The dtype of a unyt_array instance created by multiplying an iterable by a unit will be the same as passing the iterable to np.array(). You can also manually specify the dtype by calling np.array() yourself or by using the unyt_array initializer directly:

>>> np.array([1, 2, 3], dtype='float64')*km
unyt_array([1., 2., 3.], 'km')

Operations that convert an integer array to a new unit will convert the array to the floating point type with an equivalent size. For example, Calling in_units on a 32 bit integer array with units of kilometers will return a 32 bit floating point array.

>>> data = np.array([1, 2, 3], dtype='int32')*km
>>> data.in_units('mile')
unyt_array([0.6213712, 1.2427424, 1.8641136], dtype=float32, units='mile')

In-place operations will also mutate the dtype from float to integer in these cases, again in a way that will preserve the byte size of the data.

>>> data.convert_to_units('mile')
>>> data
unyt_array([0.6213712, 1.2427424, 1.8641136], dtype=float32, units='mile')

It is possible that arrays containing large integers (16777217 for 32 bit and 9007199254740993 for 64 bit) will lose precision when converting data to a different unit. In these cases a warning message will be printed.

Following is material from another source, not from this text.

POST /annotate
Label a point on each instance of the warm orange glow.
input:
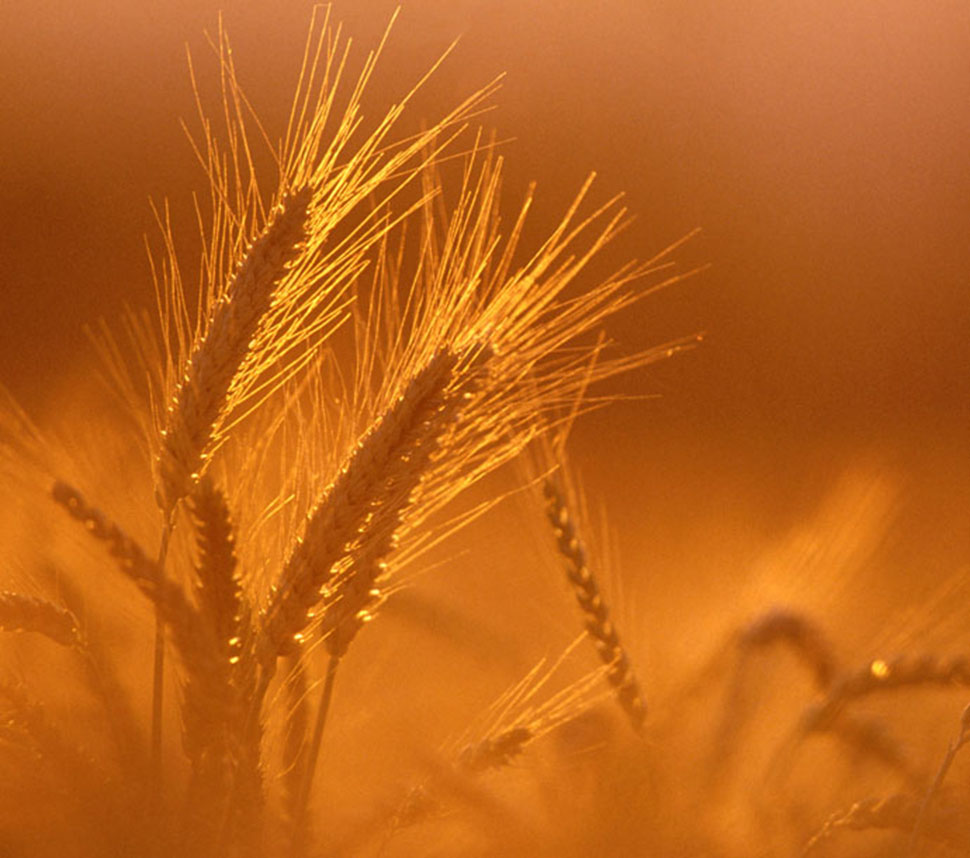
(463, 535)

Integrating unyt Into a Python Library

The unyt library began life as the unit system for the yt data analysis and visualization package, in the form of yt.units. In this role, unyt was deeply integrated into a larger Python library. Due to these origins, it is straightforward to build applications that ensure unit consistency by making use of unyt. Below we discuss a few topics that most often come up when integrating unyt into a new or existing Python library.

Unit registries

It is also possible to define a custom database of units completely independent of the global default unit database exposed by the unyt namespace or to create namespaces in your own package that expose listings of units. In these cases it becomes important to understand how unyt stores unit metadata in an internal database, how to add custom entries to the database, how to modify them, and how to persist custom units.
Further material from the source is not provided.